World trade is tied to the fate of the major canals. Suez, through which about 12% of all global traffic passes, and Panama, through which 5% of the goods traveling around the world navigate. These are incredible infrastructures, built by man overcoming complex challenges, as was the case with the New Panama Canal built by the Webuild Group and thus opened to the traffic of large ships, crucial for ensuring the exchange of goods from one continent to another.
However, in these weeks, the traffic through the major canals – symbols of modernity and development – is being severely tested due to external factors, from wars that reduce the efficiency of the Suez Canal, reverting the hands of history back in time to when this great infrastructure did not yet exist, to drought in the Central American isthmus, which imposes a limitation on traffic in the old Panama Canal, shifting the growing demand for maritime transport to the new canal.
Suez, the route under siege by Houthi rebels
The Suez Canal is one of the great global infrastructures. The 12% of global freight traffic passing through its waters equates to a commercial value of $1 trillion. Crossing Suez is crucial for reaching the Mediterranean from the eastern coast of Africa, the Arabian Peninsula, and Asia without having to circumnavigate the African continent. However, the side effects of the war between Hamas and Israel have led to an intensification of attacks on merchant ships traversing the Bab el-Mandeb strait and the Red Sea by Houthi rebels from Yemen.
At the same time, on the opposite front and therefore on the coast of Somalia, the number of pirate attacks on transiting ships is increasing. Real risks, so much so that large shipping companies like Maersk have announced that they are considering changing routes, forcing their ships to sail around the Cape of Good Hope, thus adding 3,200 extra miles or 9 more days of travel. The impact would be significant because through Suez not only do commercial goods of secondary necessity pass. In the Canal, food products such as wheat transit, as well as a considerable amount of oil, whose exchanges through the isthmus doubled after the Russian invasion of Ukraine.
Panama, drought slowing Canal activities
Transits through the Panama Canal are not jeopardized by wars but by the unforeseen effects of erratic climate. In fact, despite being at the end of the rainy season, the entire region is severely affected by drought.

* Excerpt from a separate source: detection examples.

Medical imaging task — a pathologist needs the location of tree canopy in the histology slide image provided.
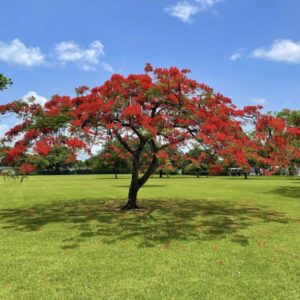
[0,64,299,209]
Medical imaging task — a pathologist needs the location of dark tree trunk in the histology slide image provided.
[122,156,140,210]
[121,154,157,210]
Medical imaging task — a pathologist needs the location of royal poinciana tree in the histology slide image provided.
[252,114,300,174]
[0,64,296,209]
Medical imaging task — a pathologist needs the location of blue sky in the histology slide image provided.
[0,0,300,131]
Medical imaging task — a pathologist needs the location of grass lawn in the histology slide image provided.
[0,175,300,300]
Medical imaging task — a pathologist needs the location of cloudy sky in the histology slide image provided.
[0,0,300,134]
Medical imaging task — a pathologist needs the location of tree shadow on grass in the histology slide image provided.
[271,186,300,201]
[0,198,291,249]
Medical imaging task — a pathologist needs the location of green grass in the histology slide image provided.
[0,175,300,300]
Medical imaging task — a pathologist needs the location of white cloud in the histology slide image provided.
[165,0,221,23]
[196,0,220,9]
[229,52,242,61]
[0,124,9,139]
[54,40,104,71]
[22,91,48,106]
[165,1,199,23]
[0,39,45,67]
[101,62,115,73]
[251,98,267,105]
[0,39,114,73]
[251,39,300,64]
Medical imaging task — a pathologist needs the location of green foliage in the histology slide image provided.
[33,146,74,174]
[277,109,300,128]
[0,175,300,300]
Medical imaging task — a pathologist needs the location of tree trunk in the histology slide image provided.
[122,157,140,210]
[121,153,157,210]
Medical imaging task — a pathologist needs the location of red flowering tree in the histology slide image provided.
[98,141,131,179]
[0,64,257,209]
[252,111,300,174]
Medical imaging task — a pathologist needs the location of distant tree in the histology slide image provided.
[92,140,130,179]
[0,64,274,209]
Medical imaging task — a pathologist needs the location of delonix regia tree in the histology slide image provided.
[0,64,274,209]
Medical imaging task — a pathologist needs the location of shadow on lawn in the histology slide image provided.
[271,186,300,200]
[0,199,290,249]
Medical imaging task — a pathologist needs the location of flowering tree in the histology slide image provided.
[97,141,130,179]
[252,111,300,174]
[0,64,258,209]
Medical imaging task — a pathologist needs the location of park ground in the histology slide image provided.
[0,175,300,300]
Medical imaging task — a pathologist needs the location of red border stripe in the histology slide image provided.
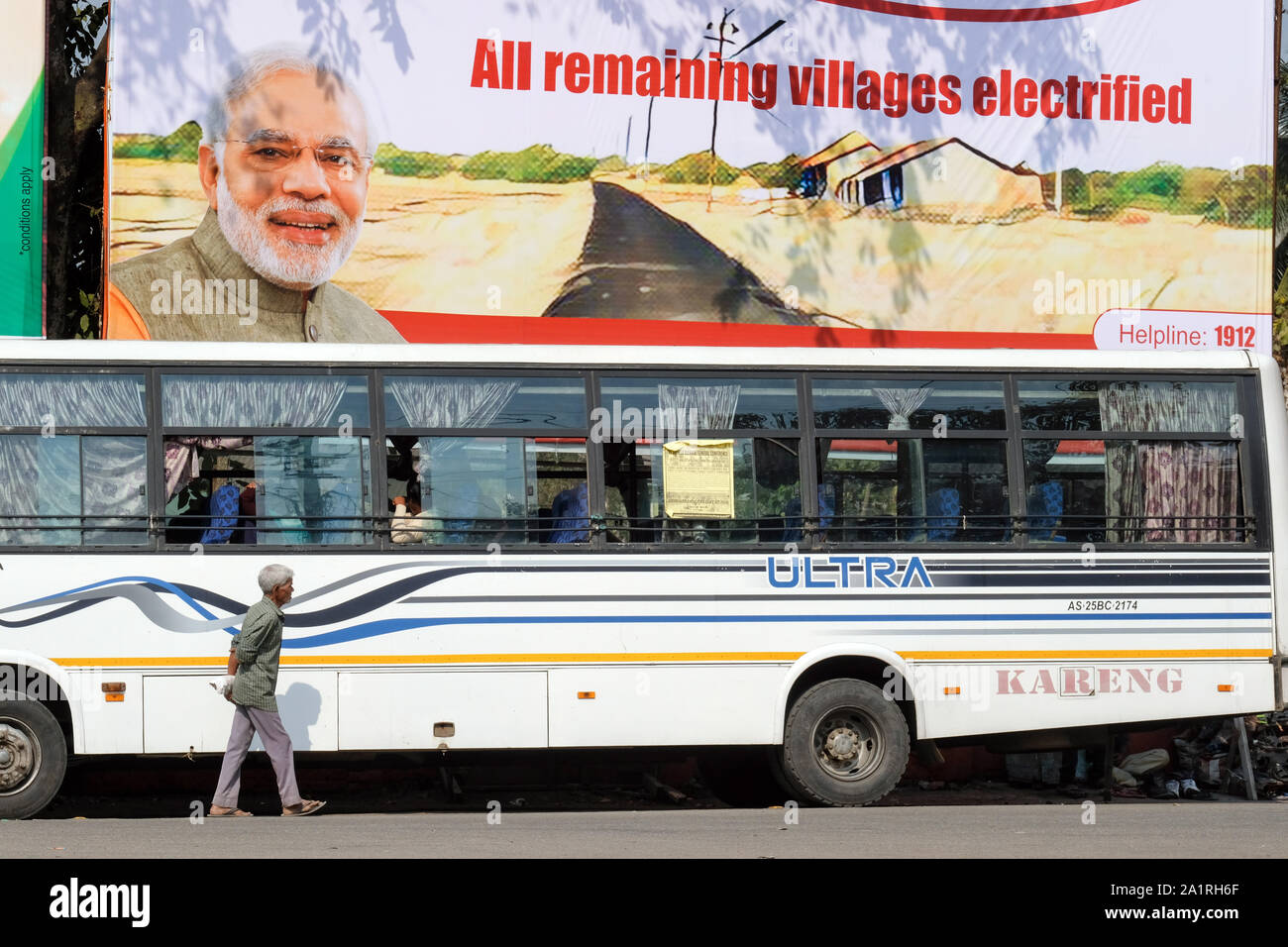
[381,309,1096,349]
[819,0,1140,23]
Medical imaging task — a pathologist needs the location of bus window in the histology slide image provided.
[396,437,590,545]
[604,437,802,544]
[0,434,149,546]
[1024,438,1250,544]
[161,373,373,545]
[383,374,587,430]
[0,372,147,430]
[1018,378,1239,434]
[161,374,370,429]
[595,376,800,430]
[1018,378,1252,543]
[819,438,1010,543]
[0,372,149,546]
[812,378,1006,432]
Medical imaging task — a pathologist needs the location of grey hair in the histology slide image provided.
[203,47,375,151]
[259,563,295,595]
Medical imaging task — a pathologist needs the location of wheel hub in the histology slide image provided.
[0,724,38,792]
[824,727,859,762]
[814,707,883,783]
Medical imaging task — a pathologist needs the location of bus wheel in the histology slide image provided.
[783,678,910,805]
[0,691,67,818]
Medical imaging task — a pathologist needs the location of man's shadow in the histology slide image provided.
[250,682,322,753]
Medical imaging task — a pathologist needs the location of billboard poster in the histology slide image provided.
[107,0,1274,351]
[0,4,46,336]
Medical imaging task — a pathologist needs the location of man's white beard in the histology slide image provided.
[215,174,362,290]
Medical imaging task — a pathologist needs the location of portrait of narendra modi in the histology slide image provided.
[103,47,403,343]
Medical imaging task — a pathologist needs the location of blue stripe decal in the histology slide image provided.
[15,576,219,618]
[282,612,1270,648]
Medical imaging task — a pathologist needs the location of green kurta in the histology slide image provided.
[233,595,289,714]
[110,210,404,343]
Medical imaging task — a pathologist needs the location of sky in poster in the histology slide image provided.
[113,0,1272,170]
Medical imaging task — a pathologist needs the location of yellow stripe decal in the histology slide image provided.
[53,651,804,668]
[899,648,1271,661]
[45,648,1271,668]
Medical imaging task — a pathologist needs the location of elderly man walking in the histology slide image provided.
[210,566,326,817]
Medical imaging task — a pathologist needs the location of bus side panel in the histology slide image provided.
[143,670,336,753]
[913,659,1274,740]
[72,668,144,753]
[339,670,546,750]
[1254,357,1288,680]
[550,664,787,747]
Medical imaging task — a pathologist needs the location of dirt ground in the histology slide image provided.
[111,158,1270,333]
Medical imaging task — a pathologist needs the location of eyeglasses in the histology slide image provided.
[223,138,373,181]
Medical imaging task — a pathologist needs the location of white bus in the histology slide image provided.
[0,342,1288,818]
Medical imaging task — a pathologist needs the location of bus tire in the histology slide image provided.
[0,690,67,818]
[783,678,911,805]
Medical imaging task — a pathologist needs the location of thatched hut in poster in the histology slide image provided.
[802,132,1046,220]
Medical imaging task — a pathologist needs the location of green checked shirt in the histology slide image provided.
[233,595,289,714]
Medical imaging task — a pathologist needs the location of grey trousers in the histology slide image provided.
[214,704,303,809]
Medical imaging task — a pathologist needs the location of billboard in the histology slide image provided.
[0,4,46,336]
[108,0,1274,351]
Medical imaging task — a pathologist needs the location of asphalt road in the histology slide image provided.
[0,801,1288,860]
[544,181,812,326]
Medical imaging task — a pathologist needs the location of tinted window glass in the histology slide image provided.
[604,437,802,544]
[385,374,587,430]
[814,378,1006,430]
[164,434,371,546]
[819,438,1010,543]
[1019,378,1239,434]
[1024,438,1252,543]
[0,372,147,430]
[0,434,149,546]
[596,377,799,430]
[386,437,590,545]
[161,374,370,428]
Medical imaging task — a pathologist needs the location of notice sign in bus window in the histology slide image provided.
[662,438,733,519]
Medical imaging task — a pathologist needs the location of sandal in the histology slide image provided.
[282,798,326,815]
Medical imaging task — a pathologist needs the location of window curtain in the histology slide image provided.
[0,372,147,429]
[872,385,935,430]
[0,434,39,545]
[385,377,519,428]
[419,437,507,544]
[161,374,347,428]
[657,382,742,434]
[255,436,370,545]
[164,437,252,501]
[1100,381,1239,543]
[81,437,149,545]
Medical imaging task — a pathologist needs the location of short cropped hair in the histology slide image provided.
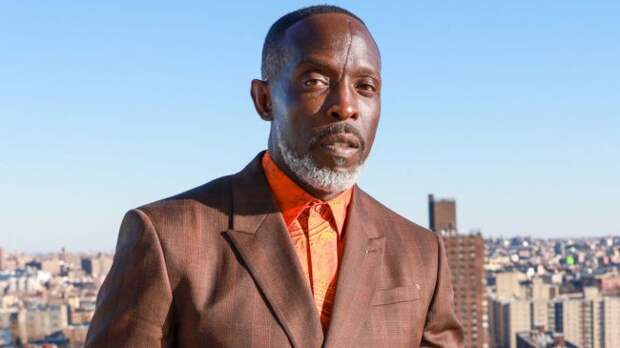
[261,5,366,81]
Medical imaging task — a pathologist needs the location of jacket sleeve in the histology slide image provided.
[422,235,463,348]
[85,209,172,348]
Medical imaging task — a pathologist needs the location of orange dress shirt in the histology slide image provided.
[262,152,353,331]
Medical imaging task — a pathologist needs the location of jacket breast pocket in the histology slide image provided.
[371,285,420,306]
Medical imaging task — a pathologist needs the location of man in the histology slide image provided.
[86,6,462,347]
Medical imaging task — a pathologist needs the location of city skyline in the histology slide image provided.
[0,1,620,252]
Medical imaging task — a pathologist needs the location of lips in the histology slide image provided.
[319,133,361,157]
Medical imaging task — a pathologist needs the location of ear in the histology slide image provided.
[250,79,273,121]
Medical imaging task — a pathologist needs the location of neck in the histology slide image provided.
[269,146,344,201]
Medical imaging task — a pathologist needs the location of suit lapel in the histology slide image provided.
[226,152,323,347]
[325,187,385,347]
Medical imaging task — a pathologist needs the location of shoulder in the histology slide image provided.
[123,175,231,240]
[136,175,231,219]
[357,189,441,255]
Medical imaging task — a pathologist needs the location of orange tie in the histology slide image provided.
[262,152,353,331]
[289,202,342,331]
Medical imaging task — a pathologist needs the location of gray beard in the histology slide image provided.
[274,121,364,193]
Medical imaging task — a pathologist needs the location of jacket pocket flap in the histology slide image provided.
[372,285,420,305]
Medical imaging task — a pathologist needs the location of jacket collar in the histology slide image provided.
[226,152,387,347]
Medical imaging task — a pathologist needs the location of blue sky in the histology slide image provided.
[0,1,620,251]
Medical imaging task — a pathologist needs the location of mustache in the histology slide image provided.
[310,123,366,151]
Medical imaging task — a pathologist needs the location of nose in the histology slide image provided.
[327,79,358,121]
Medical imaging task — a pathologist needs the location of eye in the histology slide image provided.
[355,80,377,96]
[303,78,329,87]
[356,83,377,92]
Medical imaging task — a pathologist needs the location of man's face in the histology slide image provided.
[270,13,381,172]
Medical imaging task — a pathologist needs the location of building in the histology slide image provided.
[428,194,457,232]
[517,328,577,348]
[429,195,488,348]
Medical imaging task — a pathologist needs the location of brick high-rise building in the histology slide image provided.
[443,233,489,348]
[428,195,489,348]
[428,195,457,232]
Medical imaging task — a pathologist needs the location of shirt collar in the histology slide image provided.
[262,151,353,234]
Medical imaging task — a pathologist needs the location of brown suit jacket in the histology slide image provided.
[86,153,462,348]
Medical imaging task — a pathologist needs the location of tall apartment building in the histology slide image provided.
[429,195,489,348]
[428,194,457,232]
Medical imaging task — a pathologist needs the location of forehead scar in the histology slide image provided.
[338,19,353,81]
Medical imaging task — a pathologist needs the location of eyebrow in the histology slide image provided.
[298,58,381,80]
[299,58,337,71]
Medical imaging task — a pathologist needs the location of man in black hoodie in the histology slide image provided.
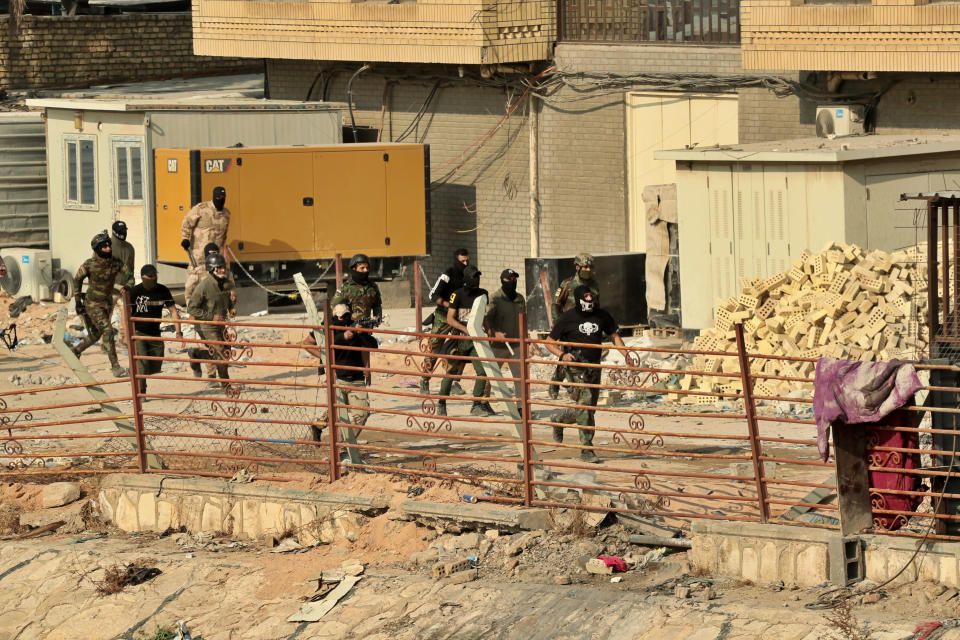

Last January 7, Lake Gatun, which feeds the Canal, reached one of the lowest depth levels in history, namely 1.8 meters below normal. This has had evident effects on the passage of ships through the old system, dating back to 1914 and lacking the water recycling basins adopted by the new canal: from November to the end of January, in fact, the number of transits decreased considerably, and the Authority controlling it was forced to issue a series of restrictions on passages, opening the passage of smaller ships in the new canal, dedicated to large New Panamax ships.
The reduction in the number of passages has inevitably rewritten the rules of transits, which are usually entrusted to auctions, meaning the companies that pay the most can surpass the others. In November, the auction for a crossing reached the record figure of $4 million, while today the average price revolves around $1.1 million. This has also convinced many companies to change route, perhaps passing through the Cape of Good Hope, thus increasing the travel time between the United States and the Gulf of Mexico and Asia by two weeks.
The climate crisis has confirmed the innovative scope ensured by the New Panama Canal built by the Webuild Group. The work, designed and implemented with a focus on sustainability (the technical solutions adopted allow, for example, to save 60% of the water used for ship traffic and to maintain the maximum draught of the ships even in critical conditions of the lake like the current ones), has tripled the loading capacity of ships crossing the isthmus compared to that of the old Canal built in 1914. And so, already in the first years of operation, the New Canal has broken all transit records with an annual average of over 2,700 vessels. This is why through its huge locks, 427 meters long and 55 meters wide, not only the destinies of world trade pass, but also those of Panama and its economy deeply anchored to the successes of its Canal.